Military committed to unmanned platformsStory
May 07, 2021
It’s unmanned systems issue time again: That means it’s time for the annual xPonential event, which is being held virtually May 4 -6 this year due to the ongoing pandemic. This issue will appear virtually there as well; AUVSI has also announced that the event will be held in person in Atlanta August 16-19. That’s good news. Even more positive news: The continued growth of the unmanned systems market plus renewed commitment from U.S military leadership to leverage autonomous systems.
The U.S. Department of Defense (DoD) reconfirmed its focus on unmanned systems at the recent virtual 2021 Unmanned Systems Defense Conference, also run by AUVSI. Speaking at the conference, Rear Adm. Brian Corey, Program Executive Officer for Unmanned Aviation and Strike Weapons, said that “the U.S. military must better prepare to address a changing and dynamic threat landscape. Specific capabilities that support the needs of future missions include vertical takeoff and landing, ease of transportability, noise reduction, and sense-and-avoid capabilities,” according to an AUVSI blog.
Navy officials echoed this commitment in the service’s Unmanned Campaign Framework, which you can view in depth here: https://bit.ly/2PIRwBq.
“There is a clear need to field affordable, lethal, scalable, and connected capabilities,” says Adm.
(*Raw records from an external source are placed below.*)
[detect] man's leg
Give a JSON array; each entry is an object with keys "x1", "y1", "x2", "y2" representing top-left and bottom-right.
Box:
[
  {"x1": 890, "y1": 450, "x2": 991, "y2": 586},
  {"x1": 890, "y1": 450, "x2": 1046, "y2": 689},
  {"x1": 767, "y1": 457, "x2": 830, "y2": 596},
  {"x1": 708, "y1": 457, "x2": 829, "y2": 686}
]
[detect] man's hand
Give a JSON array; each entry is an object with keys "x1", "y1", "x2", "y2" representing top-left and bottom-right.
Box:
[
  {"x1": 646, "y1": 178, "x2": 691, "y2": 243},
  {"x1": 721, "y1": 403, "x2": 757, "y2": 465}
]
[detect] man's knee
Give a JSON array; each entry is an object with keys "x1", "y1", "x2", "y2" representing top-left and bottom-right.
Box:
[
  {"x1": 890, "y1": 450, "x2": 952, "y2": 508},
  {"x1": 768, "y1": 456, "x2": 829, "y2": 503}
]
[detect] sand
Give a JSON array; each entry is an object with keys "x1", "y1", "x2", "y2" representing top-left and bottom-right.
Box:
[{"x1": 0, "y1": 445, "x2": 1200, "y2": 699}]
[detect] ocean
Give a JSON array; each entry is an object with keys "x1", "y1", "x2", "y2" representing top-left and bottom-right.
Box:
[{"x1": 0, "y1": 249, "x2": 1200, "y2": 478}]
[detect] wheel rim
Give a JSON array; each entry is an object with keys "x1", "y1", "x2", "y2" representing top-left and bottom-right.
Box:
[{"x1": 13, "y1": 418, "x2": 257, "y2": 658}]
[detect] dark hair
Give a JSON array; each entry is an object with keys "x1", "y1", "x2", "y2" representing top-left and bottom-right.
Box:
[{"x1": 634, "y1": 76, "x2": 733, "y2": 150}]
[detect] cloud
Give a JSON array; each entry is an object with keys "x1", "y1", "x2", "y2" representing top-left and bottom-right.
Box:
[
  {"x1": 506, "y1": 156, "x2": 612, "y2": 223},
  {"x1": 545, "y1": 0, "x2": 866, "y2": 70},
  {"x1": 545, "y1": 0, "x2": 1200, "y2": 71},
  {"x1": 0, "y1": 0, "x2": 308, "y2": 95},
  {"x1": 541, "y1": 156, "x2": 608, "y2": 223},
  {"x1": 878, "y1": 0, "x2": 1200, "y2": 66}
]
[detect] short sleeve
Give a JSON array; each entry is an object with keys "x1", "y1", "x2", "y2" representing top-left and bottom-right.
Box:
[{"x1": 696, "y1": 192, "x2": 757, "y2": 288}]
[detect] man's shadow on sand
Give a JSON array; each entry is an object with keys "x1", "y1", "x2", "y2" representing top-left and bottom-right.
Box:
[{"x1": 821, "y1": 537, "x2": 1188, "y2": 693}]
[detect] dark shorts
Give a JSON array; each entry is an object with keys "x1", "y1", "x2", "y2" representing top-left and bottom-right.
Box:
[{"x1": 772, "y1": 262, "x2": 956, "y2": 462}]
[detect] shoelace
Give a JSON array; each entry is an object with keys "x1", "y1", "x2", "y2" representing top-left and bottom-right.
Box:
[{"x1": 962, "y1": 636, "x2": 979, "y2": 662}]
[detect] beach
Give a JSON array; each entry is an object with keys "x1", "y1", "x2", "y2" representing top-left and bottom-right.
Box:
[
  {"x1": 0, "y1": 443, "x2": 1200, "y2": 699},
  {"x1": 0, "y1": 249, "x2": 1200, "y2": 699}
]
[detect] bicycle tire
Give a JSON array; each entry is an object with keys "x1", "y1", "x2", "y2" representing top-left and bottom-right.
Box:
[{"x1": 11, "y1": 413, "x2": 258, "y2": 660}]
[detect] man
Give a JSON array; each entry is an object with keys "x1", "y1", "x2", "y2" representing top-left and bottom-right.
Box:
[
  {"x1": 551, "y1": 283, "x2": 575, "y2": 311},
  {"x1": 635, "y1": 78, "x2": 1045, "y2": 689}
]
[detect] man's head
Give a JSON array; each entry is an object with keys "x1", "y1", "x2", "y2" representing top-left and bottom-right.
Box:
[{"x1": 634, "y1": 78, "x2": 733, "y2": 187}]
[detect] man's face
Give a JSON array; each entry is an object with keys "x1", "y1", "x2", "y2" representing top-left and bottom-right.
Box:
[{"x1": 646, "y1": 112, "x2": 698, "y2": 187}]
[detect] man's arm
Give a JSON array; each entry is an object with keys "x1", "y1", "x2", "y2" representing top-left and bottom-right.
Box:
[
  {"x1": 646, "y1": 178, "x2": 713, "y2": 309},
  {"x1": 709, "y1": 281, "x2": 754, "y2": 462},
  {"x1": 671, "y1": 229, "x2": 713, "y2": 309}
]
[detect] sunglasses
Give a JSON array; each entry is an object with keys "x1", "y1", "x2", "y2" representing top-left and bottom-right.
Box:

M.M. Gilday, Chief of Naval Operations, in the framework. “That is why the Navy is expanding and developing a range of unmanned aerial vehicles (UAVs), unmanned undersea vehicles (UUVs), and unmanned surface vessels (USVs) that will play key roles as we shift our focus toward smaller platforms that operate in a more dispersed manner.”
Commercial partnerships will also be key as the military is no longer the driver of innovation in autonomous systems.
“For the Navy, investing in common manned/unmanned C2 and cross-cutting platforms will provide an incredible force multiplier,” writes Dawn Zoldi – Colonel, USAF, Retired and the CEO of P3 Tech Consulting LLC – in her Industry Perspective on page 10. “It seeks commercial partners for a myriad of projected intelligence, studies, wargames, experiments, exercises, testing, modeling, and simulation efforts. The good news for industry is that the Navy has historically put their money where their mouths are, when it comes to research and development (R&D).”
Quoting Vice Adm. Moran, “Industry will be a huge partner. You can look at our budgets. We’re committing to this.” Zoldi writes that this pledge “opens up an ocean of possibilities for potential for industry.”
Working with commercial suppliers, especially in the embedded electronics space, means greater adoption of open architectures, too. The Navy campaign is laying down five goals, which includes creating “a capability-centric and sustainable approach for unmanned contributions (platforms, systems, subsystems) to the force – through a modular and open system environment that will include common standard interfaces, common data and autonomy libraries, an integrated network/naval tactical grid, common control system and interface,” Zoldi writes.
Open architectures like the Sensor Open Systems Architecture (SOSA) Technical Standard 1.0, set to be released this summer, would be a natural fit for the Navy’s initiatives and is already being considered by embedded systems designers.
For example, open-architecture initiatives like SOSA enable improved signal processing and reduced size, weight, and power (SWaP) in unmanned system payloads, reports Technology Editor Emma Helfrich in the Mil Tech Trends feature on page 24.
“SOSA will inspire competition from vendors to provide more performance in their board-level products for wider bandwidths, higher channel densities, increased digital signal processor capabilities, and faster system interfaces,” says Rodger Hosking, VP and cofounder of Pentek, in Helfrich’s article. “All of these can benefit SWaP in [UASs] by reducing the number of boards in [UAS] systems.”
The DoD and the Navy’s commitment to new platforms and embracing of open architecture bodes well for embedded hardware and software suppliers, but the hottest market within the military space might well be counter-UAS (C-UAS) technology, as unmanned platforms become more complex and dangerous threats, especially when they form in swarms.
“Small drones are an asymmetric threat to troops on the ground because an adversary can spend a few hundred dollars on a drone to take out expensive equipment worth much more,” says Michael Blades, vice president of Aerospace and Security for Frost & Sullivan (San Antonio, Texas) in the Special Report on page 16. “If you have 50 or 100 drones coming at you it’s a vastly different situation than simply one or two drones. If you can’t detect, identify, and mitigate swarms quickly, you’re in trouble.”
C-UAS technology will also rely heavily on radar systems, sophisticated sensors, signal-processing systems, and other technology that leverages open standards. You can see all of these by attending xPonential virtually this month and in-person in August. We’ll be at each, in booth #2264. See you soon.